Whether Sam really was the first soul singer, I'm not sure, though he has a strong claim to the title. In any event, this is an excellent collection of his music.
Sam made his breakthrough with You send me, which went all the way to number one in America (where it sold a couple of million) though it barely made the top thirty in Britain. In the fifties, when music was often racially segregated, this was quite an achievement. Sam was well aware of the problems, as is clear from his song, A change is gonna come. The change did come (to some extent, at least) though Sam, murdered aged just 33, did not live to see it.
Another important American hit, Only sixteen, fared slightly better than You send me in the UK despite being covered by Craig Douglas who took the song to the very top of the UK charts. Sam's version of Wonderful world, another huge American hit, again only registered in the UK top thirty at the time of its original release, though Brits grew to love this song, with Herman's Hermits also having a big hit with it in the sixties. Sam's version made number two in the UK when re-issued in 1986.
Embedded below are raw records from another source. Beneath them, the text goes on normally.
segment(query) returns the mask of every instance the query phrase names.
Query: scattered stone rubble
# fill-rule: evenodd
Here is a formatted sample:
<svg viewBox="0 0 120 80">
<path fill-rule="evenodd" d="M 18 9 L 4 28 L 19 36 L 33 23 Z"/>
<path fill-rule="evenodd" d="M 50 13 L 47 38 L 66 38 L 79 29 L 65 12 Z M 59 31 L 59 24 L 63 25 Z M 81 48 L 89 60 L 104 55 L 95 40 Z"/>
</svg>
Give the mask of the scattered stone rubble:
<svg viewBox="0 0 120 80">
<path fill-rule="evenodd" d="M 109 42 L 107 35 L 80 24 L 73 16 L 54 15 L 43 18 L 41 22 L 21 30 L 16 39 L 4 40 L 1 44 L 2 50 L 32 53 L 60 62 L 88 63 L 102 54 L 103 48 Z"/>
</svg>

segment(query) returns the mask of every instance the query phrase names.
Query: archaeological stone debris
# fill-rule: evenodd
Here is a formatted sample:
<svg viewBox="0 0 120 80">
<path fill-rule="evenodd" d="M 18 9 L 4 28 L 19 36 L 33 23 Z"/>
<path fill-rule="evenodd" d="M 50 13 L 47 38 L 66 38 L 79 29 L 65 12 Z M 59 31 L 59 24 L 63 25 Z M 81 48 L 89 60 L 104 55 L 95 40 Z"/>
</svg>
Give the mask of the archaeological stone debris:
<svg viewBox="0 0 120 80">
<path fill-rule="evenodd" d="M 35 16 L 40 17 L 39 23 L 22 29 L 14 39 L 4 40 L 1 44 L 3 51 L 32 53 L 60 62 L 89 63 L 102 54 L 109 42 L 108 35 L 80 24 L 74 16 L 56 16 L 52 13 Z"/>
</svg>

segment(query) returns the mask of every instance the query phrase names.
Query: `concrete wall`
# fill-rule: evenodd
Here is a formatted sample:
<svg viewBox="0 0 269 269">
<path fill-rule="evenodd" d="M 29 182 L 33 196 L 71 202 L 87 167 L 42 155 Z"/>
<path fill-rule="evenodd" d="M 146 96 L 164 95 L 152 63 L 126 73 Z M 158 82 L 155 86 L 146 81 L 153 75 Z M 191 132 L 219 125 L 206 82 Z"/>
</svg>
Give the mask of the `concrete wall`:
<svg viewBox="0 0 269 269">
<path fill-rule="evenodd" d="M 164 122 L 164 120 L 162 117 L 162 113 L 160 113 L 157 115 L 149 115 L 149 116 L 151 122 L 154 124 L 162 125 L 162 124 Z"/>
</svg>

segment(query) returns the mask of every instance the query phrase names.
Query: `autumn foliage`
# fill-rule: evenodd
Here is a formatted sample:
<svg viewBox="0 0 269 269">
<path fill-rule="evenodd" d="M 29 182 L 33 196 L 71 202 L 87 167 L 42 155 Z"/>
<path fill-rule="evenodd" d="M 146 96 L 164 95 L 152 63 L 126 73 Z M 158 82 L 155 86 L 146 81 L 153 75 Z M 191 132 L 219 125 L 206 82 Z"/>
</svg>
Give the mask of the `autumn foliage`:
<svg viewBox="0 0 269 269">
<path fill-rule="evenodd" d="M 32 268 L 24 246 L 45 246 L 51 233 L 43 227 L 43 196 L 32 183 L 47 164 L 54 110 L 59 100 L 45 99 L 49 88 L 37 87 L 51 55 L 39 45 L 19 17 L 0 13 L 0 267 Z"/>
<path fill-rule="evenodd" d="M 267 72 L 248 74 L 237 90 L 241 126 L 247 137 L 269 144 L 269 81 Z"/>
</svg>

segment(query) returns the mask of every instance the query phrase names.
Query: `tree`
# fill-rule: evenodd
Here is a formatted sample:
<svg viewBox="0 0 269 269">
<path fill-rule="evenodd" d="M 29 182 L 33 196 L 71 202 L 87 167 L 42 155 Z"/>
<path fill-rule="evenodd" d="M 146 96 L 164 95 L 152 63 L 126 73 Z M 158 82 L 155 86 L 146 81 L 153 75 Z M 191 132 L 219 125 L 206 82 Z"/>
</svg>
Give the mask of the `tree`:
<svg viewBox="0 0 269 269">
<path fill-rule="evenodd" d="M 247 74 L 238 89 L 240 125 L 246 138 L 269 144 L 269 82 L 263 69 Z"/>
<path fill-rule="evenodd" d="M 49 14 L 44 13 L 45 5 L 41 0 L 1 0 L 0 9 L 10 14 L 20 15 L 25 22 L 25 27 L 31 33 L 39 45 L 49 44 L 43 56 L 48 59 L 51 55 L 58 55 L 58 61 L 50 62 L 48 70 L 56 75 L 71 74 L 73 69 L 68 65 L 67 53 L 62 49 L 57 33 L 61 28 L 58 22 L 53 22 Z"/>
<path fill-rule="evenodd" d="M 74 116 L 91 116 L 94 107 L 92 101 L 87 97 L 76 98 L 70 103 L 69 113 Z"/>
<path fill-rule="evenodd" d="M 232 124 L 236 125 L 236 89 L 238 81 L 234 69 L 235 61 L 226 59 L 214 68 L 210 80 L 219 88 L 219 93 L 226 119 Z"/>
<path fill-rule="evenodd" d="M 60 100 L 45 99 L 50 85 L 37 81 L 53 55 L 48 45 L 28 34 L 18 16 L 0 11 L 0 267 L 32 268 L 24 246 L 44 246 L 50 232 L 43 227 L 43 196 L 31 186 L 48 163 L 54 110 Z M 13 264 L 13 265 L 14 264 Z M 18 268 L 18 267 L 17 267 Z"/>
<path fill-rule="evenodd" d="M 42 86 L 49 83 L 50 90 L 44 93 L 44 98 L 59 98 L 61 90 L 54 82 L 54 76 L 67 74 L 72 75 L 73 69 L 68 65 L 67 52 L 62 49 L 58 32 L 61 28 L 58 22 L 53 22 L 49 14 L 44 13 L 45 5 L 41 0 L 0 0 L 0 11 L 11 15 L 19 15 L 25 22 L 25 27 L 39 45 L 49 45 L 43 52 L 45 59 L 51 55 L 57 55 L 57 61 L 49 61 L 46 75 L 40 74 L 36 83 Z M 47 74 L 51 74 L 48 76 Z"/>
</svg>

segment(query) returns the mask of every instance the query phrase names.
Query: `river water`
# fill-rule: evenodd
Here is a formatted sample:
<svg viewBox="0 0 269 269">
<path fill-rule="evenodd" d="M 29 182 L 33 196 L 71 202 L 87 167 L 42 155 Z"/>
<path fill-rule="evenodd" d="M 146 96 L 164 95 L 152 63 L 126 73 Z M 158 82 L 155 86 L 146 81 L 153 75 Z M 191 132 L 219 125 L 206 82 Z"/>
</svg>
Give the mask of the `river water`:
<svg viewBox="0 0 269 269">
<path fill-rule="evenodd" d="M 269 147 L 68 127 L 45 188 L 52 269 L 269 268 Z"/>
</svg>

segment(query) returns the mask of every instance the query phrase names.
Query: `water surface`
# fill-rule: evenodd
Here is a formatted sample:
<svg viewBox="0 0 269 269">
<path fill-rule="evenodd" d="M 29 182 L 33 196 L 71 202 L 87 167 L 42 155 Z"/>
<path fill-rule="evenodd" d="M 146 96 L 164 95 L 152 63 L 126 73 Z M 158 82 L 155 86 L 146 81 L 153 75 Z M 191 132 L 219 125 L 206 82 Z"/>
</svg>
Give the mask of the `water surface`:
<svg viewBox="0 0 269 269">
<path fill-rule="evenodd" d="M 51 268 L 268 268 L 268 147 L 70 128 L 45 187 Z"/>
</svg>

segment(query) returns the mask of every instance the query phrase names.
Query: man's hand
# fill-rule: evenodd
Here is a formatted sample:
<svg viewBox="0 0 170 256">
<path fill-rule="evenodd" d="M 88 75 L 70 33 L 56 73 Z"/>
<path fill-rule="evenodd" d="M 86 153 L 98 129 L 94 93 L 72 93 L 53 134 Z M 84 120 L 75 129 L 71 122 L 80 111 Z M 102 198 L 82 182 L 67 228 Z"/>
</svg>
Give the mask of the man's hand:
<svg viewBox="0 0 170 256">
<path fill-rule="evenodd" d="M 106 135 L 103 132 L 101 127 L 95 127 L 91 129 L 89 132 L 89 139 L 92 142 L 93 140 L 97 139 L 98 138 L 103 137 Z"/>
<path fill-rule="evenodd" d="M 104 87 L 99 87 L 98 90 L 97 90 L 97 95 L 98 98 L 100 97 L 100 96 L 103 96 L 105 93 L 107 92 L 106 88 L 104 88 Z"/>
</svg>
Sam finally achieved success in the UK when Chain gang, Cupid and Twisting the night away all made the top ten. Only two more UK hits followed - Another Saturday night (which Cat Stevens covered in the seventies) and Frankie and Johnny (not included here), both of which made the top thirty. However, Sam had many more (and bigger) hits in his homeland, where his music was better appreciated. There are many other great songs here, too numerous to mention.
I bought this originally on vinyl and later replaced it with the CD. It provides a great selection of Sam's music but there is now an even better compilation titled Portrait of a legend, featuring extensive liner notes and even better sound quality. Many of the songs are the same but there are a few differences, although all the essentials are on both collections.